I’m far too easily discouraged by setbacks; if I needed a defense, I could posit that this could be because everything is such an effort for me in the first place, that the thought of doing it again makes me morbid. But discouragement under pure light is the color of sin: it is sin because I am telling myself that things should be otherwise than what they are, and that sanctification should not always have to come at the cost of having things perfectly, delightfully my own way.

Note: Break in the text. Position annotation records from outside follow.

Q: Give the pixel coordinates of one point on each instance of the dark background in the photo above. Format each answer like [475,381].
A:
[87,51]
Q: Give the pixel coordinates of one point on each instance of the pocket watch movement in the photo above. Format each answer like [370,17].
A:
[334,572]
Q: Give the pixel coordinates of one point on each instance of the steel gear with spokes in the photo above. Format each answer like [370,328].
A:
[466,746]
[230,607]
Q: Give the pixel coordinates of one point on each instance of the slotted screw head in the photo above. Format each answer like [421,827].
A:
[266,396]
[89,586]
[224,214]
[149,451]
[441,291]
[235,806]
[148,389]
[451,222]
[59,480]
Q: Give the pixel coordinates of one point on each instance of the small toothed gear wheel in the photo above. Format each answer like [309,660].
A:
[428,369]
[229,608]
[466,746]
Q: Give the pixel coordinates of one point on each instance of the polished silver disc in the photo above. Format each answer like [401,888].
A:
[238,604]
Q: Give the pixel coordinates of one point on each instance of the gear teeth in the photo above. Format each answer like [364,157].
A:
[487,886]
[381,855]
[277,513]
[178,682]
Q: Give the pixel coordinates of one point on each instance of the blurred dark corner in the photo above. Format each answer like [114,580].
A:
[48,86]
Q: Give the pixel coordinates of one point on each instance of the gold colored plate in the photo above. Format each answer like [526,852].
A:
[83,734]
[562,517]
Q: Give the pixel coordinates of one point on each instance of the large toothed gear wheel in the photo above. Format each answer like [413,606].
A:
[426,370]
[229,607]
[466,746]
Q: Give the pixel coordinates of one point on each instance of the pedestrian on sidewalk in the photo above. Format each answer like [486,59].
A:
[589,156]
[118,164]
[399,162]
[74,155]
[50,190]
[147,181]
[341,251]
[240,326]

Shortly after nestling delightedly into our newly arranged, unpacked living room, we touched up some paint that had developed little dark spots due to pigment failure — a common casualty, we’ve discovered, with VOC-free paint. We had to buy another gallon to do this, because our small amount of leftover Terrarium green had frozen. We mistakenly bought semi-gloss instead of eggshell, so of course that didn’t work. The semi-gloss is what we need for the bathrooms, so at least it wasn’t a write-off. I returned to Home Depot and bought the eggshell. The color did not quite match — apparently FreshAire has altered the base formula. Attempts at touchup worsened the original problem. We had to repaint the entire wall, and to do so, we had to move the furniture again. It was no big deal on the remodeling potential catastrophe scale, and my far more sanctified husband didn’t bat an eye at the task, which he, after all, performed entirely. But I, who merely had to endure the occurrence of the process, grumbled.

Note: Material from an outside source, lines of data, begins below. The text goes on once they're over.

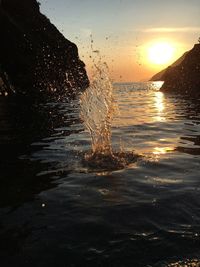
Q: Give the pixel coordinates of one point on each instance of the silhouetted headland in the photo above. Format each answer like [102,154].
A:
[184,78]
[35,58]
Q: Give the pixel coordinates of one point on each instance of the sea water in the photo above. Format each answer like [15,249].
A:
[55,210]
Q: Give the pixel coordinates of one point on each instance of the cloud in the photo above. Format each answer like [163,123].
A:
[180,29]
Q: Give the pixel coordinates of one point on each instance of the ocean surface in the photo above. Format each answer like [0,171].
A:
[55,211]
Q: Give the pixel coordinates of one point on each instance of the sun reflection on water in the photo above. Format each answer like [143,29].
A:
[160,106]
[162,150]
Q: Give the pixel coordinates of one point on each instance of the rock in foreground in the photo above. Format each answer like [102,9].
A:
[184,78]
[35,57]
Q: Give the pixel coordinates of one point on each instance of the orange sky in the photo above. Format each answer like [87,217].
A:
[123,30]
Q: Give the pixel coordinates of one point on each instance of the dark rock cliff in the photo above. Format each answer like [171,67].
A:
[184,78]
[160,76]
[34,56]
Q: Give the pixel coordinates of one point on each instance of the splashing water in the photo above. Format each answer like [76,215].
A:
[97,109]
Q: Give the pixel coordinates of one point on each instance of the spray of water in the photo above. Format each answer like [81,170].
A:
[97,111]
[97,108]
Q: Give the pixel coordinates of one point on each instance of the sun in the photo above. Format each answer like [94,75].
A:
[160,53]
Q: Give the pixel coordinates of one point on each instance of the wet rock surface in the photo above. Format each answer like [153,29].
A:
[35,56]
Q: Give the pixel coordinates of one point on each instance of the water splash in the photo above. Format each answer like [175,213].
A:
[97,110]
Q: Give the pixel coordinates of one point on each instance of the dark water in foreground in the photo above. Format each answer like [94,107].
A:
[56,212]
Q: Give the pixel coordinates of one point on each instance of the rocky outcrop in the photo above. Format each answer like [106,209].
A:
[160,76]
[184,78]
[34,56]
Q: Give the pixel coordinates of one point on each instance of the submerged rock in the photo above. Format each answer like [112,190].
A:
[184,78]
[34,56]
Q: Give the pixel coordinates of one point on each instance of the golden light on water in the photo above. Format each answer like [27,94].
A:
[159,106]
[162,150]
[160,53]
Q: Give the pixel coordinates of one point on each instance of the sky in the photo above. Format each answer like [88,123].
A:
[124,30]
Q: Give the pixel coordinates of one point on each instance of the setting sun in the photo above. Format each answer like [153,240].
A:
[160,53]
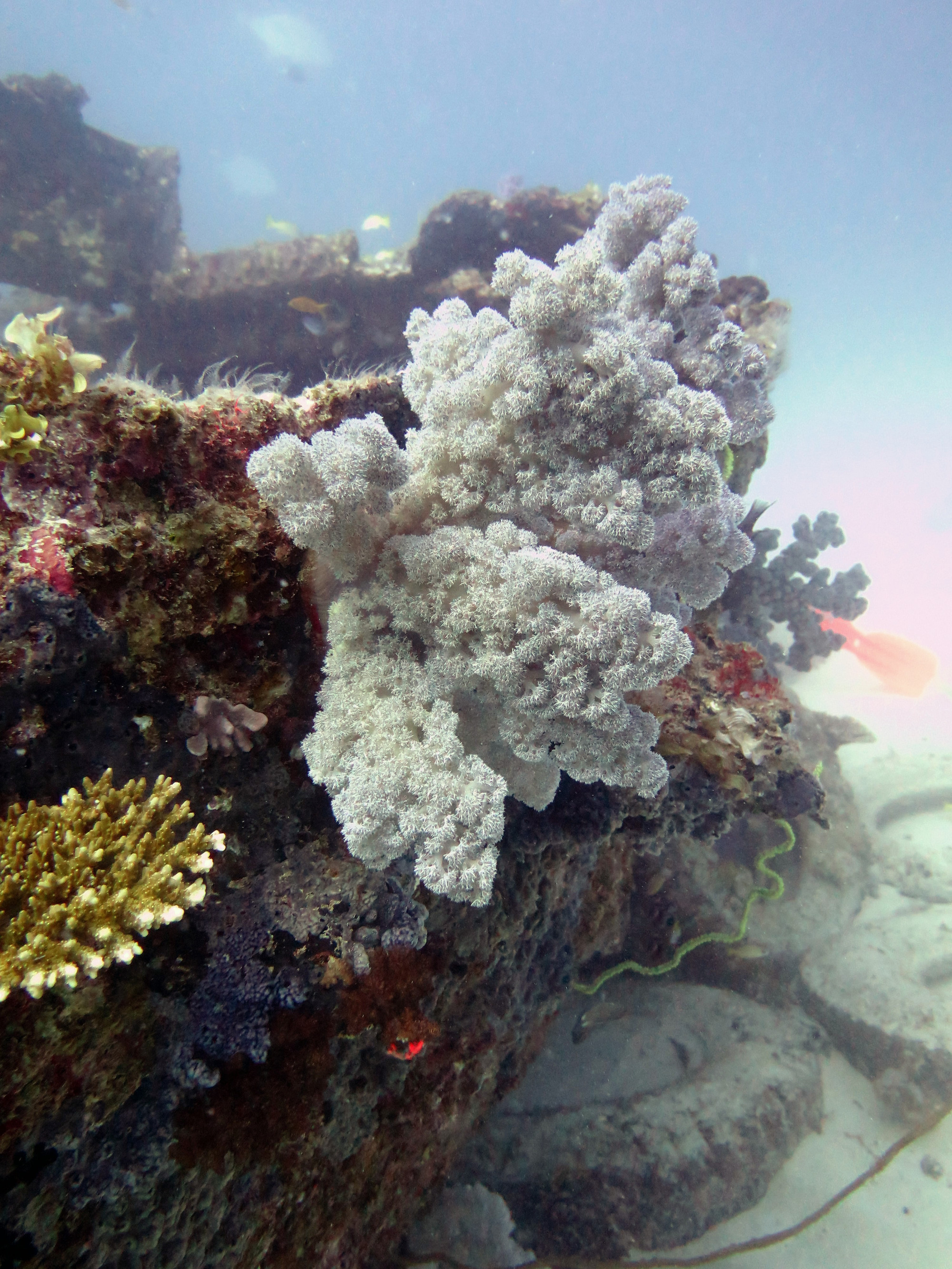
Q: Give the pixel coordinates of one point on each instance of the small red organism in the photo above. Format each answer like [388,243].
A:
[406,1051]
[744,674]
[45,557]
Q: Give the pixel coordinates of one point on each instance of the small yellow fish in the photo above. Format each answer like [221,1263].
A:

I settled down to watch my husband work, rue the wasted time and energy caused by the defective paint, and read Packer. J. I. Packer is a gentleman, a great theologian, and an encouragement genius. And as I read on, God dealt me one of those moments in which he nurtured me on pablum again, after I gagged a bit on my solid food. Rev. Packer happened to be discussing, in Knowing God, precisely this issue: how indwelling sin causes disruptions in the course of our sanctification, just when we think we have the drill down. He pointed to the promise in Joel 2:25ff,

“I will make up to you for the years that the swarming locust has eaten…
You will have plenty to eat and be satisfied
And praise the name of the Lord your God, who has dealt wondrously with you…”

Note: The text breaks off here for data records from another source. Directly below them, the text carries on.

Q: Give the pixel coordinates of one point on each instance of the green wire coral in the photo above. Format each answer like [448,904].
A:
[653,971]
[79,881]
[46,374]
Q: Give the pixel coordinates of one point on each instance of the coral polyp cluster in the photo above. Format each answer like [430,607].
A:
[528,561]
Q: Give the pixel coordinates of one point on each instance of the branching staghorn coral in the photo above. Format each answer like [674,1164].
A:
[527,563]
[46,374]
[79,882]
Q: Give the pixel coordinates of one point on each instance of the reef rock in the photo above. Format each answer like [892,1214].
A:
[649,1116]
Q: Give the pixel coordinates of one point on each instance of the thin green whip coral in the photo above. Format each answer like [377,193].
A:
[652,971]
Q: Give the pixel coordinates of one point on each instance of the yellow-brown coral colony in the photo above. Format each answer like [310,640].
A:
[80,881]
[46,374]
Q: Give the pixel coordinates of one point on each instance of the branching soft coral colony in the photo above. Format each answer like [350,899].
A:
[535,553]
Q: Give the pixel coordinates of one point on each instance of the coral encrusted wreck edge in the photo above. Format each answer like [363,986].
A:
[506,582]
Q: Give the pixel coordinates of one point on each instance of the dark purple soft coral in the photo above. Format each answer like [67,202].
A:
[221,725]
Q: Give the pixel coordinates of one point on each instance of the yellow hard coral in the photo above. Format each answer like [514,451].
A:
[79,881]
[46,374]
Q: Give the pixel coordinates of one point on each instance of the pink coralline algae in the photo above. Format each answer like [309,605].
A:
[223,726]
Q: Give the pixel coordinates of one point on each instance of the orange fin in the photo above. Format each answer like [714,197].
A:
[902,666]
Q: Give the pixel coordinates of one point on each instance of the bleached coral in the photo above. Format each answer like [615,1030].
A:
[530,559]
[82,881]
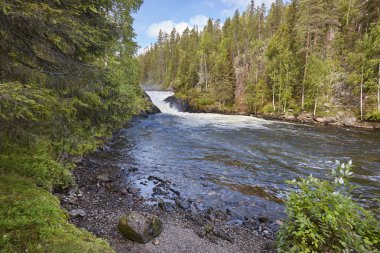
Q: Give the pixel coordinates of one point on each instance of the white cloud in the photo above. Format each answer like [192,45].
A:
[165,26]
[168,25]
[237,3]
[242,5]
[199,20]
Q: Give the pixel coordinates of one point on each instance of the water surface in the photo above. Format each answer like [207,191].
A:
[241,163]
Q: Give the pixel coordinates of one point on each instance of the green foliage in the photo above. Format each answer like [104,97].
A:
[373,116]
[322,217]
[68,78]
[32,221]
[299,54]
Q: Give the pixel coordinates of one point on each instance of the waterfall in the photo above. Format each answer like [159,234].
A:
[158,98]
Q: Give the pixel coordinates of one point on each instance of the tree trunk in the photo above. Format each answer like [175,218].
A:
[378,91]
[361,94]
[273,92]
[305,70]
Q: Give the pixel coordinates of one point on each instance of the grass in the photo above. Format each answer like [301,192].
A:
[32,221]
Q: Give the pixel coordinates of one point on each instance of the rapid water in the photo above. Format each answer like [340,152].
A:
[240,162]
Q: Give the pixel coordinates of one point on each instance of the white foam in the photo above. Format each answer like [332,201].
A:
[202,119]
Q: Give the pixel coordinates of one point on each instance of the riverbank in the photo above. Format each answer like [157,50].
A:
[338,119]
[102,195]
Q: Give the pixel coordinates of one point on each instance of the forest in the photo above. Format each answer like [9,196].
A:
[68,78]
[70,153]
[315,56]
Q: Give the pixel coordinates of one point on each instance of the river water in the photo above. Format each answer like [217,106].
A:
[240,162]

The years that the locust has eaten: this our God will make up to us. There is no wasted effort: nothing is ever wasted; we simply fail to see how it is spent. God always provides for his people, and he has surely dealt wondrously with us–with me. I haven’t been left to die alone and poor in the street yet. My times are in his hands; none is wasted, and he has dealt wondrously with me.

And the sweet thing is, the wall is standing, and the paint looks fine, and it looks like the other walls. And the really sweet thing would be that I would always remember when I look at that wall, that our God is a God of wonders, and that the reason I don’t always see how trivial something is, is because I can’t possibly see how tremendous the real backdrop is.